Value adding in diverse educational contexts: substantive-methodological synergies that address complex issues with sophisticated methodology – Professor Herb Marsh

Professor Herb Marsh was awarded an ESRC Professorial Fellowship 2008-2012. The fellowship is extremely prestigious, with only 3-5 awarded each year, to allow leading researchers in social science “to create and evolve their own creative and ground-breaking research agendas”. The fellowship was based on the premise that complex substantive issues require sophisticated methodologies. Bringing the two together creates a powerful synergy that contributes to understanding critical educational issues. Marsh and Hau (2007) drew attention to the dearth of quantitative skills in educational research and the need of substantive-methodological synergy; first to integrate important complex issues and sophisticated, methodology appropriate to the task; second to provide models of good research, set standards, and motivate researchers to develop the requisite skills to understand advanced quantitative methods.

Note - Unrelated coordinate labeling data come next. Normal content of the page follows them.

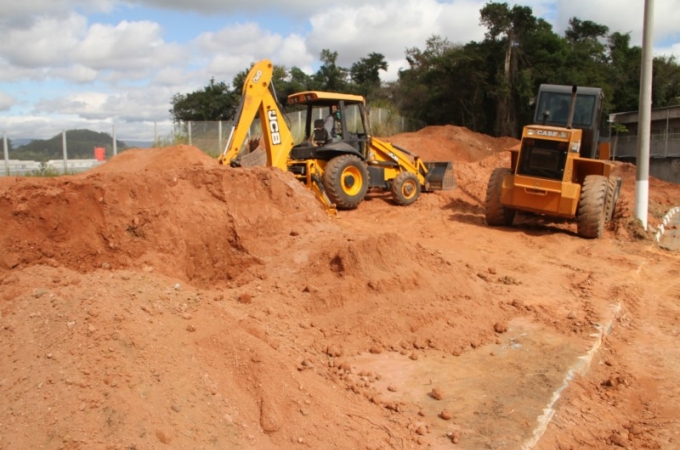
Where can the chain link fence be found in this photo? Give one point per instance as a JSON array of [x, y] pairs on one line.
[[210, 137]]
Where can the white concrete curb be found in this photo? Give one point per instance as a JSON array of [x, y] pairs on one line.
[[581, 367], [667, 218]]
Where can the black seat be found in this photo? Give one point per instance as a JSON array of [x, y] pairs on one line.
[[320, 136]]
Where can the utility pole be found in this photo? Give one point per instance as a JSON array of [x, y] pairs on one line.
[[644, 118]]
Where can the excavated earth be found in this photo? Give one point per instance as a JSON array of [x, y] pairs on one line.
[[164, 301]]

Particularly in education and the social sciences more generally, Professor Marsh has been a leading contributor to Structural Equation Modelling (SEM) and Multilevel Modelling (MLM) methodologies. Multilevel modelling was an overarching theme of the fellowship. Educational research is inherently multilevel; students are nested in classrooms, classrooms and teachers in schools, etc. Traditional single level models are inherently biased, ignoring contextual effects of group-level attributes (e.g., classroom motivational climate). One key element of the fellowship was on doubly latent contextual effects models that integrate SEM and MLM. These models simultaneously control measurement error through the use of multiple indicators (as in SEMs), and control of sampling error at the group level with a latent aggregation of latent individual variables. Although these models have wide applicability across the social sciences, he has applied these to school effectiveness studies, university rankings and self-concept research. His latest methodological work has been on Exploratory Structural Equation Modelling (ESEM) an integration of the best features of exploratory and confirmatory approaches to factor analysis with broad relevance across the social sciences.

These studies not only make important advances in substantive aspects of educational research, but also provide a model for UK educational researchers of appropriate substantive-methodological synergies. Hence, the overarching agenda was to use this research program to advocate substantive-methodological synergies; to demonstrate their power to address diverse and complex issues of practical significance, and to provide “best practice” models of this approach to assure researchers, particularly doctoral students and early career researchers, of the need to develop appropriate methodological skills. This ongoing commitment to capacity building is demonstrated through the successful ERSC Research Development Initiative that funded Prof. Marsh’s workshops on new approaches to meta-analysis conducted around UK, sessions at the 2008 & 2010 ESRC Research Methodology Festivals, and the founding of a quantitative special interest group at Oxford.